2026年2月,谢菲尔德联足球俱乐部主场布拉莫巷球场外连续数周出现大规模球迷集会,抗议对象直指俱乐部董事会及管理层。这一轮抗议并非孤立事件,而是自2023年重返英超后系统性问题累积的集中爆发。根据公开报道,球迷组织“红半区”(Red Half)联合多个支持者团体发起“拯救我们的俱乐部”(Save Our Club)运动,核心诉求包括更换董事会成员、引入透明财务机制、重建青训体系以及明确长期竞技战略。抗议规模在2026年1月对阵伯恩利的主场比赛前后达到高峰,现场超过5000名球迷高举“不再沉默”“我们需要变革”等标语,部分极端球迷甚至焚烧象征俱乐部现任管理层的球衣。
谢菲联在2023/24赛季以英冠冠军身份升入英超,但当季即以第19名降级;2024/25赛季再度通过附加赛重返顶级联赛,却在2025/26赛季前26轮仅积14分,稳居积分榜末位。更令球迷不满的是球队战术体系的混乱:主教练保罗·赫金博特姆(Paul Heckingbottom)在2025年11月被解雇后,继任者克里斯·怀尔德(Chris Wilder)虽为功勋主帅,但其回归并未带来预期中的稳定。数据显示,截至2026年2月28日,谢菲联本赛季场均控球率仅为38.2%,位列英超倒数第一;场均射正次数2.1次,同样垫底。防守端虽延续了部分“刀锋”传统,但高位逼抢体系因球员体能与技术短板频繁崩溃,导致场均失球高达2.3个。

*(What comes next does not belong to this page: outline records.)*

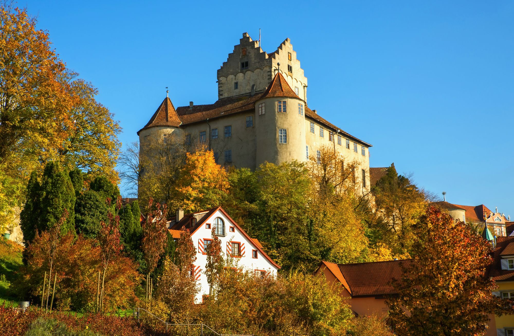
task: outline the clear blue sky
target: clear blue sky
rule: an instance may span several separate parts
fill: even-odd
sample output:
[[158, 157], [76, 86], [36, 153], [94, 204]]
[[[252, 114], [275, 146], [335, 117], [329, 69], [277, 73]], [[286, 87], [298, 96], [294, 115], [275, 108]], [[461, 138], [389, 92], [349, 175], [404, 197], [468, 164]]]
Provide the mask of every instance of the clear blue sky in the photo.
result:
[[[514, 217], [514, 2], [20, 1], [98, 88], [124, 145], [165, 97], [217, 99], [216, 71], [248, 32], [291, 39], [309, 107], [447, 200]], [[123, 188], [122, 188], [123, 190]]]

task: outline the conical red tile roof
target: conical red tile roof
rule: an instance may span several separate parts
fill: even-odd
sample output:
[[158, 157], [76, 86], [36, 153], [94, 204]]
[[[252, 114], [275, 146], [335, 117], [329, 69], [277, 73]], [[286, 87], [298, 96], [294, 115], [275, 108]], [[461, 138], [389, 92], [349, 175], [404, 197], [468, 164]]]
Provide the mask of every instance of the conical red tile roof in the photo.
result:
[[291, 87], [287, 83], [287, 81], [280, 72], [277, 72], [273, 80], [268, 87], [268, 89], [263, 94], [261, 98], [268, 97], [288, 97], [302, 99], [295, 93], [295, 91], [292, 91]]
[[144, 127], [138, 131], [139, 132], [148, 128], [154, 126], [172, 126], [178, 127], [182, 124], [182, 121], [179, 118], [177, 111], [175, 110], [173, 104], [170, 98], [164, 98], [161, 104], [159, 106], [157, 111], [152, 116], [150, 120], [145, 125]]

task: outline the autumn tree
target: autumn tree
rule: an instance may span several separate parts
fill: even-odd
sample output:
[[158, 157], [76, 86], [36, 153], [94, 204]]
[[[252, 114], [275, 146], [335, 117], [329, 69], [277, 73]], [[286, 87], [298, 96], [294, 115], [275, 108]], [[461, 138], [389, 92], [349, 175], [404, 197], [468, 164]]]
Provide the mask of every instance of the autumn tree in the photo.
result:
[[36, 232], [52, 227], [62, 216], [69, 213], [61, 226], [62, 233], [75, 231], [75, 190], [68, 172], [59, 163], [50, 161], [45, 166], [41, 182], [34, 172], [27, 186], [28, 198], [21, 214], [24, 239], [30, 242]]
[[[152, 206], [153, 205], [153, 207]], [[166, 216], [168, 207], [166, 204], [161, 206], [158, 203], [153, 204], [150, 198], [148, 203], [149, 212], [143, 223], [143, 240], [141, 248], [146, 263], [146, 300], [151, 300], [150, 274], [157, 266], [157, 263], [164, 252], [168, 238]]]
[[204, 273], [207, 278], [209, 283], [209, 295], [212, 295], [212, 287], [217, 281], [218, 277], [223, 270], [223, 256], [222, 255], [222, 242], [216, 235], [216, 228], [213, 227], [211, 230], [210, 241], [205, 253], [207, 255], [207, 263], [205, 265]]
[[393, 283], [398, 295], [387, 301], [393, 331], [400, 336], [483, 334], [488, 314], [501, 313], [504, 303], [491, 295], [490, 245], [468, 224], [434, 207], [415, 228], [412, 263]]
[[[110, 205], [111, 200], [107, 198], [107, 204]], [[97, 298], [97, 311], [103, 311], [104, 292], [105, 291], [105, 275], [107, 268], [113, 263], [114, 259], [118, 256], [123, 245], [120, 242], [120, 217], [118, 214], [121, 207], [121, 197], [118, 196], [115, 202], [116, 213], [109, 211], [108, 214], [108, 221], [106, 223], [103, 221], [101, 223], [102, 228], [98, 234], [97, 239], [100, 243], [102, 257], [102, 284], [100, 298]]]

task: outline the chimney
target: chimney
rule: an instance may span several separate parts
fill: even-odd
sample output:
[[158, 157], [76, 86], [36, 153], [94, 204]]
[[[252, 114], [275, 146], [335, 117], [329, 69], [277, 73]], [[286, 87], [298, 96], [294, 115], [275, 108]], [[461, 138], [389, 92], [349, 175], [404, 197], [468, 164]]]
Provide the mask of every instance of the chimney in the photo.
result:
[[184, 211], [182, 208], [179, 208], [177, 210], [177, 217], [175, 218], [175, 222], [178, 223], [178, 221], [184, 218]]

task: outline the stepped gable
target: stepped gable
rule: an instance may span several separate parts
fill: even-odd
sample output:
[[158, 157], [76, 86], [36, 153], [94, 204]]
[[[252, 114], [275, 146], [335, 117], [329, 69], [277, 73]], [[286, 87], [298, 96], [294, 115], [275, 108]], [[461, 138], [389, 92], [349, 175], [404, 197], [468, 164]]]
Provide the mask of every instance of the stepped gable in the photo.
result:
[[169, 97], [167, 97], [157, 108], [157, 111], [152, 116], [148, 123], [144, 127], [138, 131], [137, 134], [139, 135], [139, 132], [143, 130], [155, 126], [178, 127], [181, 124], [182, 121], [177, 114], [171, 100]]
[[280, 72], [277, 72], [273, 80], [271, 81], [261, 98], [271, 97], [296, 98], [303, 100], [295, 93], [295, 91], [292, 91], [292, 89], [291, 89], [291, 87], [287, 83], [287, 81], [284, 78]]
[[492, 254], [489, 276], [495, 281], [514, 281], [514, 270], [502, 269], [502, 256], [514, 255], [514, 237], [499, 237]]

球迷抗议的核心矛头之一指向俱乐部转会政策。自2023年重返英超以来,谢菲联在转会市场净支出累计超过8000万英镑,但引援质量备受质疑。例如2024年夏窗以1800万英镑签下法甲前锋吉姆·卡班古(Gymir Cabangu),后者在2025/26赛季前半程仅出场7次且无进球;2025年冬窗租借的意甲中场马泰奥·佩西纳(Matteo Pessina)亦未能融入体系。与此同时,青训产出几近枯竭——自2020年加雷斯·麦考利(Gareth McAuley)之后,再无本土青训球员在一线队获得稳定出场。Transfermarkt数据显示,截至2026年2月,谢菲联一线队平均年龄27.4岁,高于英超均值(26.8岁),而U21球员联赛出场时间万向娱乐占比不足3%,远低于利物浦(12%)、曼城(9%)等重视青训的俱乐部。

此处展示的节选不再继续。